The young innovative farmer said there was no mystery in food preservation and processing, and that it’s just a matter of having suitable technologies in place and the people on hand who have the ability to implement them and train others.

According to him, he had finished a design for a mobile tomato processing plant, a relatively small plant which could easily follow the tomato harvest season from the south to the middle and northern Ghana to mop up excess tomatoes during the glut season to prevent rot.

Meanwhile, the farmer has changed his life from zero to hero. Sena says: “With the income from the sale of tomatoes, I opened a school to train local farmers and I am a permanent supplier of tomatoes to boarding schools in the region. I supply the whole market and have created jobs directly to 30 workers and indirectly to more than 4,000 farmers in the municipality.”

He has appealed to the government to set up a tomato sorting centre at various tomato growing areas in the country to cushion  farmers against loading boys and all other middlemen and women who take advantage of  farmers producing excess tomato to  offer low prices.

Some of the fresh tomatoes packaged in the jars

He said the absence of a tomato sorting centre had compounded the challenges for tomato farmers across the country.

Mr Wisdom Torgbenu Banini also grows tomatoes in Anloga.

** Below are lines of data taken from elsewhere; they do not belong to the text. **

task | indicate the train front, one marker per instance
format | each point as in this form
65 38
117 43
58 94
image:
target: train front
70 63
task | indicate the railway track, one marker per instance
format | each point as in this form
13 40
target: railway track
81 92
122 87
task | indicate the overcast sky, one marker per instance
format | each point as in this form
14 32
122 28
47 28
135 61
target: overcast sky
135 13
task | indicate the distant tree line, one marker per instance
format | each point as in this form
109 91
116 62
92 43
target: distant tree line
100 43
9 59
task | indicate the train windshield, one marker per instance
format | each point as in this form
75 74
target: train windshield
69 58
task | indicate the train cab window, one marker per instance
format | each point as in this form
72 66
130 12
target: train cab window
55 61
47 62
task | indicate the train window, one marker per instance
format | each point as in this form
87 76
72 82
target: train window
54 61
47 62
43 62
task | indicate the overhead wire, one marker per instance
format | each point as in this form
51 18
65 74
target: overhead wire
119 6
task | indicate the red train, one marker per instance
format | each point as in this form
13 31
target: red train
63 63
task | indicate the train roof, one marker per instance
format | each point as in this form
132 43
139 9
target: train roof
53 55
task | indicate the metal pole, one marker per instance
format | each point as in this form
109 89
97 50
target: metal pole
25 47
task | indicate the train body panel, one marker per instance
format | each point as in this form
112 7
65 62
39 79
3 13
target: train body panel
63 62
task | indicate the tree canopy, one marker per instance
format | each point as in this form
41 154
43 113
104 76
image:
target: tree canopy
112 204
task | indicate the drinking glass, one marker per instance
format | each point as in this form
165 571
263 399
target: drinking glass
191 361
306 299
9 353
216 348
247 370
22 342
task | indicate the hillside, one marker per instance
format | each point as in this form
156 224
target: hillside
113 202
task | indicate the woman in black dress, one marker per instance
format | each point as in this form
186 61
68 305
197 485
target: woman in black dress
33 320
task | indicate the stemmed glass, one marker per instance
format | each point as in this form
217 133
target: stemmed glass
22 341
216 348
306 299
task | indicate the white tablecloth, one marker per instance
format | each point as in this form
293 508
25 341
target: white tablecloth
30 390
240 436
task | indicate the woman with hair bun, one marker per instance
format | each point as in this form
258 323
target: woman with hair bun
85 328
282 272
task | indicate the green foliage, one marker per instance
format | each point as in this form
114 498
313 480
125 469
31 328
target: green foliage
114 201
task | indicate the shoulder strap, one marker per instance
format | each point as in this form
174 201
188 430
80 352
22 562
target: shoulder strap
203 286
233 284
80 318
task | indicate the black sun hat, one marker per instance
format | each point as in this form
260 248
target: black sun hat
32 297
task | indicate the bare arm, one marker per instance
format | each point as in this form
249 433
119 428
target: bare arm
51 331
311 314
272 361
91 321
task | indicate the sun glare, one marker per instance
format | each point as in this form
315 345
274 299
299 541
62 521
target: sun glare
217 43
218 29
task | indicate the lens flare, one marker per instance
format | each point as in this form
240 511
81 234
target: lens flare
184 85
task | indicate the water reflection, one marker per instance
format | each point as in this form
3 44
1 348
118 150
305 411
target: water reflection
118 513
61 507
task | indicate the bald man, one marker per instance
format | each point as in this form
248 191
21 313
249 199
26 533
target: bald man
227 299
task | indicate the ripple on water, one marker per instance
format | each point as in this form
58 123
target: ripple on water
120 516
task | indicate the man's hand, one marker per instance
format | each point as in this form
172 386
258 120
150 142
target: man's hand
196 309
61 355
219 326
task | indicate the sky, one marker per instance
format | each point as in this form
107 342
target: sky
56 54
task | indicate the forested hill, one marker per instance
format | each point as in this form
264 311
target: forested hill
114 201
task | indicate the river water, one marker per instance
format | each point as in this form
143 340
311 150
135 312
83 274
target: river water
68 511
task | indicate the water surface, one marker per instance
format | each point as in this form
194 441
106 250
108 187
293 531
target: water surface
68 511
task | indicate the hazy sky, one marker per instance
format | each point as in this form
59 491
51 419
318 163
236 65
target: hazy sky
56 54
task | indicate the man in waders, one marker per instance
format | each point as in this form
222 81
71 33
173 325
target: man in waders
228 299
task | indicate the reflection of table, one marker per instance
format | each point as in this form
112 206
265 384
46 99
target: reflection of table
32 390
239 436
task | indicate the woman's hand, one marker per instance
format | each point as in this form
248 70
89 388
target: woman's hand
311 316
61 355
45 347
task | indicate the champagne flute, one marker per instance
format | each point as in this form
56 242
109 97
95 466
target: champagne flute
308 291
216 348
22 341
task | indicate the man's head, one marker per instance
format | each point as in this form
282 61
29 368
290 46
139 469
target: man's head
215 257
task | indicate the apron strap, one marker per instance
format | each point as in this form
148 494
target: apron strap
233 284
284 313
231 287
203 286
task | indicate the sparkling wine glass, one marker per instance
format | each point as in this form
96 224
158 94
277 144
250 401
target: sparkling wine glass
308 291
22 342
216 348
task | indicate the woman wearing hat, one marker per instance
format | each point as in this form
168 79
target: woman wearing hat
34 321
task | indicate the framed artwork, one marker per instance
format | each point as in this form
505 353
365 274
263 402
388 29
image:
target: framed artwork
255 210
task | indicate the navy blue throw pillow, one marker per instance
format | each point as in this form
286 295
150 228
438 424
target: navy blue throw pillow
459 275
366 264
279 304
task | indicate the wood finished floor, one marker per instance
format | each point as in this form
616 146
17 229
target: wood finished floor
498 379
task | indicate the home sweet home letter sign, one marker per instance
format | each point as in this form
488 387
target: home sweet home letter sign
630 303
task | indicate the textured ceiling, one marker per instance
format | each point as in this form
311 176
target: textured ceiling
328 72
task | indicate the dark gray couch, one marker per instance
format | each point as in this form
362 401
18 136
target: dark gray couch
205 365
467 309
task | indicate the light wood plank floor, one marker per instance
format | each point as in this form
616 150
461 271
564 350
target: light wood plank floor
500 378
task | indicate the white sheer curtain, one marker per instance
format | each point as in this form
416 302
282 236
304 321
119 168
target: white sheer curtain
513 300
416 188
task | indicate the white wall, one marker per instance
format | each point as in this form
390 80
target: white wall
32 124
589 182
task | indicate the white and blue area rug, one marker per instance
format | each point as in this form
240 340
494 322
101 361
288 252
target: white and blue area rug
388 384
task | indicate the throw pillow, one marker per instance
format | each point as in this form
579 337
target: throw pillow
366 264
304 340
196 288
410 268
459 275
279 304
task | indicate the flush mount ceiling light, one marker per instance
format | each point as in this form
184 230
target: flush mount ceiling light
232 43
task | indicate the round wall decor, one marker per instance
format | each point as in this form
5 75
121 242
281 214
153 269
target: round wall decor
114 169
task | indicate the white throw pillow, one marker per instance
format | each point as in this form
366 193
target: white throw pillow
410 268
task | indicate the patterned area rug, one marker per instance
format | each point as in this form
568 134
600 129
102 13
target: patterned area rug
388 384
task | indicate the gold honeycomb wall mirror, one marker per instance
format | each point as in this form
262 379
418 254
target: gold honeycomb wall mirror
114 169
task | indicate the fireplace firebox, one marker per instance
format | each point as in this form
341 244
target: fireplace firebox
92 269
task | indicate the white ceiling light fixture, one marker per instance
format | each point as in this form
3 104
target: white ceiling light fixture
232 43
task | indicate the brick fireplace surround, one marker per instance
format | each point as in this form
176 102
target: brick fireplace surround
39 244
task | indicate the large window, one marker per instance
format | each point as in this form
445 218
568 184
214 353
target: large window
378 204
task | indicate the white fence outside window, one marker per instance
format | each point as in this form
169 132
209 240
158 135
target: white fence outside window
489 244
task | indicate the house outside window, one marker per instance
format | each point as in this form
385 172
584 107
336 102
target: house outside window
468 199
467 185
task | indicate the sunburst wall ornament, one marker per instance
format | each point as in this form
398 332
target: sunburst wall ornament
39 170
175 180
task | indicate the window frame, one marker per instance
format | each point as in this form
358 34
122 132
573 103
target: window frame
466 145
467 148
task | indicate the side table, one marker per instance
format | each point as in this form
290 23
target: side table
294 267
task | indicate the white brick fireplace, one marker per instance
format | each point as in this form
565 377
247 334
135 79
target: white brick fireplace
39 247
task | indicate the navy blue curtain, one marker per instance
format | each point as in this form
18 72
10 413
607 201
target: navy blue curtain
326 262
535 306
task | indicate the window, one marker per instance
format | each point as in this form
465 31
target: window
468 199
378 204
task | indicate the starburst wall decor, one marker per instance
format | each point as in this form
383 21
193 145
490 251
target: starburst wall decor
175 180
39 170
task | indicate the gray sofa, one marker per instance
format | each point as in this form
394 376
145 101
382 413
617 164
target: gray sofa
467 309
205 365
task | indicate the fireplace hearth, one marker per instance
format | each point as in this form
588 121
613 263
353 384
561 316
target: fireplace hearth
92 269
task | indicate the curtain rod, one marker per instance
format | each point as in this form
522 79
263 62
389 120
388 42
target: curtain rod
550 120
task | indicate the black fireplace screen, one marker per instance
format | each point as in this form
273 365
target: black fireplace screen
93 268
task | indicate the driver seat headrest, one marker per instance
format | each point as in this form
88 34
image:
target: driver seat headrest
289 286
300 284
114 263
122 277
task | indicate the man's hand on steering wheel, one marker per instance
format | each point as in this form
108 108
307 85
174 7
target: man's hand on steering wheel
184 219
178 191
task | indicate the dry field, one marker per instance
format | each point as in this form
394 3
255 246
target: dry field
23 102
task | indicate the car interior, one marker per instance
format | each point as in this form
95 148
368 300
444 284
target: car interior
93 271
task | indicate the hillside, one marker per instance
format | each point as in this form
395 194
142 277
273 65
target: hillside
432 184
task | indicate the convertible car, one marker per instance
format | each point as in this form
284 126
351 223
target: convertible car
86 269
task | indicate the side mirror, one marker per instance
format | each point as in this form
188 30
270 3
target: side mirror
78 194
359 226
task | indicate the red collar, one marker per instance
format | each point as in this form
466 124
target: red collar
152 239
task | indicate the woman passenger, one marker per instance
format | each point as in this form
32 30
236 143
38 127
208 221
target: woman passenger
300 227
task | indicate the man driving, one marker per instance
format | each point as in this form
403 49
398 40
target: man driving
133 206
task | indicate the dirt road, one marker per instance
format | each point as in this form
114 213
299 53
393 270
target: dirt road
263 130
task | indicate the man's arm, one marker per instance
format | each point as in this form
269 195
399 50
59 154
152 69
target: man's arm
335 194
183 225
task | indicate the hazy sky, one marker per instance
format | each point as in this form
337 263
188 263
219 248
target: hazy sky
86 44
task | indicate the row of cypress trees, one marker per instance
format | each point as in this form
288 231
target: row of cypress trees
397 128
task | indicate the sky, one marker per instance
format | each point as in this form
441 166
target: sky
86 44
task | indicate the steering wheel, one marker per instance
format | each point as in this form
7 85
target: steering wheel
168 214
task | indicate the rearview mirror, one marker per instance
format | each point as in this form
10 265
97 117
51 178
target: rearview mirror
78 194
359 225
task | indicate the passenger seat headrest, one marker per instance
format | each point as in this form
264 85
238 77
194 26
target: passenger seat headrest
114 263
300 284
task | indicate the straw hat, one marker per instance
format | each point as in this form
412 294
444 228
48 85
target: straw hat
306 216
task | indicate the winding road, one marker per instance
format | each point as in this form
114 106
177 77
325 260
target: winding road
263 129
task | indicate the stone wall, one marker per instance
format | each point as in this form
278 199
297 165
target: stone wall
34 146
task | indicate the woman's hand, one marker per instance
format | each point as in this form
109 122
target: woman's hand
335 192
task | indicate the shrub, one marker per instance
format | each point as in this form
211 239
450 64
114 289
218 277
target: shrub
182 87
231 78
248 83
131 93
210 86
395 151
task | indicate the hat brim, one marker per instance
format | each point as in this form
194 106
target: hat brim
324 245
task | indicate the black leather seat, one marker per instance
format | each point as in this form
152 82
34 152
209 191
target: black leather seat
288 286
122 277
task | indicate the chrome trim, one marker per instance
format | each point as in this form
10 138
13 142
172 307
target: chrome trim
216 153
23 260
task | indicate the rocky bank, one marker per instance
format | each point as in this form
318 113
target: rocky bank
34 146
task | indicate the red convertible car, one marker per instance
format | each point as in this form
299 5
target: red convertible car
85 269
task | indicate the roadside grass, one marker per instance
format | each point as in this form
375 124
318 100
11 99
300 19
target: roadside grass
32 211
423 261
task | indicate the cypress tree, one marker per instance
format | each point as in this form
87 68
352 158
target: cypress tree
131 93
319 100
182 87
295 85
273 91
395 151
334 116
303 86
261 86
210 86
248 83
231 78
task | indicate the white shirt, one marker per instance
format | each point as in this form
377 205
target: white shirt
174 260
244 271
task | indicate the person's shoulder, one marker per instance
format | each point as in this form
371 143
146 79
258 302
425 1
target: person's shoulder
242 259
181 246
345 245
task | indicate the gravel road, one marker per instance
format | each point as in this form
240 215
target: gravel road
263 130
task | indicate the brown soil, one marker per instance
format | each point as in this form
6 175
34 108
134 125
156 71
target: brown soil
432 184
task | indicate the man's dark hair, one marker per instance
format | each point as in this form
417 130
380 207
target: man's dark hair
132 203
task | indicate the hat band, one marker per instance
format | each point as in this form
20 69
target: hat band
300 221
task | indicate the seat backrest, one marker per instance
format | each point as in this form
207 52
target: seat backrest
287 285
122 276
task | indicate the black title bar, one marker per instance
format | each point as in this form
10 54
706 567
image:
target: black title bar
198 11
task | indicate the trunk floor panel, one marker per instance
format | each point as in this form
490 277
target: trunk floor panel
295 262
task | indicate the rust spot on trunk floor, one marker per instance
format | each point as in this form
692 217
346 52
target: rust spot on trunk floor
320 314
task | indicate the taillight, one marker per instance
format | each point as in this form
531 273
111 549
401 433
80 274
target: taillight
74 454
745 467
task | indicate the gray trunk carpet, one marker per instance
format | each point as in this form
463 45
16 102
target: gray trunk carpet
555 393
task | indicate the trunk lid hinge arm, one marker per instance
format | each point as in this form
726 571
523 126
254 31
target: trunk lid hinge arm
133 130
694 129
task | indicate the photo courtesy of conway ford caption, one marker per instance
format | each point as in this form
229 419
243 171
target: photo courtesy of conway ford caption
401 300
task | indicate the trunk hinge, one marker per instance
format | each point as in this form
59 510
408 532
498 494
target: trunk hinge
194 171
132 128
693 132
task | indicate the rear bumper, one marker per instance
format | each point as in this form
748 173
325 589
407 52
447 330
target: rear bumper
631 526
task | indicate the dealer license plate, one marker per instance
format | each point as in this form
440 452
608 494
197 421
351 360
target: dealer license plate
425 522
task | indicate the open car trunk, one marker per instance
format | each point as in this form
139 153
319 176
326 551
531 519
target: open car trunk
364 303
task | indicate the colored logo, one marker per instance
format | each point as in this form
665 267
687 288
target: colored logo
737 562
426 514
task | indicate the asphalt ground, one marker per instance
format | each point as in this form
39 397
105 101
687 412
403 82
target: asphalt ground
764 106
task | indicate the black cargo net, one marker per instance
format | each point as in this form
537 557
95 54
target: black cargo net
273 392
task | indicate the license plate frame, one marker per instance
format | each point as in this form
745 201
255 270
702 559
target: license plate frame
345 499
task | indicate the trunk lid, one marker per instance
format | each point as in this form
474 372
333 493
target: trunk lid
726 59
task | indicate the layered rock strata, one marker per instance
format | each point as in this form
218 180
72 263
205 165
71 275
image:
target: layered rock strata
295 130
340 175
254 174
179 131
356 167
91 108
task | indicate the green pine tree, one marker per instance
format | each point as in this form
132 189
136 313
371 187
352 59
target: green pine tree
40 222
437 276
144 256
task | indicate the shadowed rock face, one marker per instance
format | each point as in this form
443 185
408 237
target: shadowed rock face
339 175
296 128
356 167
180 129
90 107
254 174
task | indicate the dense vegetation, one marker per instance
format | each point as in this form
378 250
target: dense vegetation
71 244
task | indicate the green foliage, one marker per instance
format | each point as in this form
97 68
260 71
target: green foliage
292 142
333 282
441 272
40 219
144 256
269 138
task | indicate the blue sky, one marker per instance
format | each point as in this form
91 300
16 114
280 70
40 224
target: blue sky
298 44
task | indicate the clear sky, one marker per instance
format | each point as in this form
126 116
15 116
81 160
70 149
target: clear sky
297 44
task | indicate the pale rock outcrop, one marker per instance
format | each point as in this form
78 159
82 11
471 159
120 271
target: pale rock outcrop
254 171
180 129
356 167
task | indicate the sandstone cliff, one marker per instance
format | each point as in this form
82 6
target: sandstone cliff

He says, “I can normally harvest between 600 and 1,000 kilogrammes of tomatoes per season, but I would lose nearly half of my production. Today, I rub my hands and smile all the time. Thanks to Mr Ahiabor’s technology, I can sell my tomatoes to the factory without waiting for market mummies from Accra to determine my price.”

Tomato cultivation

Although more than enough fresh tomatoes are produced in Ghana, the Keta Municipality has the highest tomato cultivation rate in the country based on crop output per area.

Some women sorting tomatoes

A total of 4,705 farmers in the area cultivate tomatoes on an average farm size of 0.2 hectares. Their yields per year are 15,997 tons with a market price of GH¢ 1.25/kg.

Post-harvest losses of fruits and vegetables in the area range from 20 to 40 per cent, while losses from tomatoes alone range from 30 to 50 per cent.

Ghana’s internal market for fresh produce is immense but in many instances, the market cannot sustain the large inflow of the produce, leading to a market glut, panic selling, drastic drop in prices and product losses.